After you’re done with the filter, you have to start with the pins. I used a pin for audio and a pin for video because I don’t really like to mix functionality, it’s your choice how you go about it, but in any case, to be able to save video/audio data, you have to implement the IPin and IMemInputPin, now since neither of them were declared with virtual inheritance the easiest way is to use aggregation and have a pointer to each other in the implementation (IPin has a pointer to IMemInputPin and IMemInputPin to IPin). I used a normal pointer as a weak reference for the IPin in the IMemInputPin and a CComPtr in the IPin so that I don’t have to worry about the ref count.
The good part is that for the purpose of capturing stream data, you don’t actually need to seriously implement everything in the interface, you can forget about the flush methods, just return S_OK or something, EndOfStream, Connect and NewSegment are insignificant as well, QueryAccept should be implemented to accept everything, you’re far better off controlling the data type by querying the camera. For the IMemInputPin, tou can forget about the allocators. In the ReceiveCanBlock you need to return false, and the receive part is where you do your actual saving. The only thing you need to watch out for is that the IMediaSample you receive sometimes returns S_FALSE when you ask about the media type, it’s their way of saying that you need to use the last known media type, which is most likely the one you received when you first connected the pin.
Fortunately after all this is over and you realised you just spent two days of your life implementing interfaces that you aren’t sure will work, the graph system we learned about earlier will figure out by itself what comes where when you call the RenderStream function, you just need to call AddFilter for the filters we implemented earlier. If you’re lucky and you considered everything it will just work and you should see some rgb data saved to disk (I recommend the ppm format for rgb stills and y4m for yuv movies). If not then the first thing you need to do is see if every component is being initialized, if the ReceiveConnection is called in IPin, if the Receive function is called in IMemInputPin and so forth.

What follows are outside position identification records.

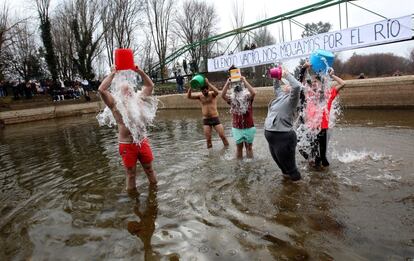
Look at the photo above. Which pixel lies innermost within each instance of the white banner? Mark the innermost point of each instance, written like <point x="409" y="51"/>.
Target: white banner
<point x="385" y="31"/>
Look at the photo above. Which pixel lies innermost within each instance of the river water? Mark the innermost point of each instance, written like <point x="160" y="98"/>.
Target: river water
<point x="62" y="194"/>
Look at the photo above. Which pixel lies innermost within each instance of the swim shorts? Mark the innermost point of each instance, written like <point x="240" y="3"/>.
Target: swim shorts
<point x="244" y="135"/>
<point x="131" y="152"/>
<point x="211" y="121"/>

There’s also the problem of having to make the enumerating interfaces for the filter pins and the pin media types. If your goal is to only capture video / audio you can make a filter for audio capture and a filter for video capture and have both of them contain a single input pin that will save the streams and you can have the enumeration class just return a pointer to that pin which will very much simplify the implementation. For the media type enumeration, return a AM_MEDIA_TYPE with a null pbformat and a GUID_NULL for every guid in there, this way you tell DirectShow that you don’t really care about the format of the pin that connects to yours, so you avoid some other problems later on, if you need to choose a format you can use the IAMStreamConfig interface on the filter you get from the bind to select a configuration that suits your needs.
Oh and if you need to allocate or free memory always use CoMemTaskAlloc and CoMemTaskFree.
Conclusions? It will take you around 1000+ lines of code and 2 days to move some YUV and WAV data from memory into a file.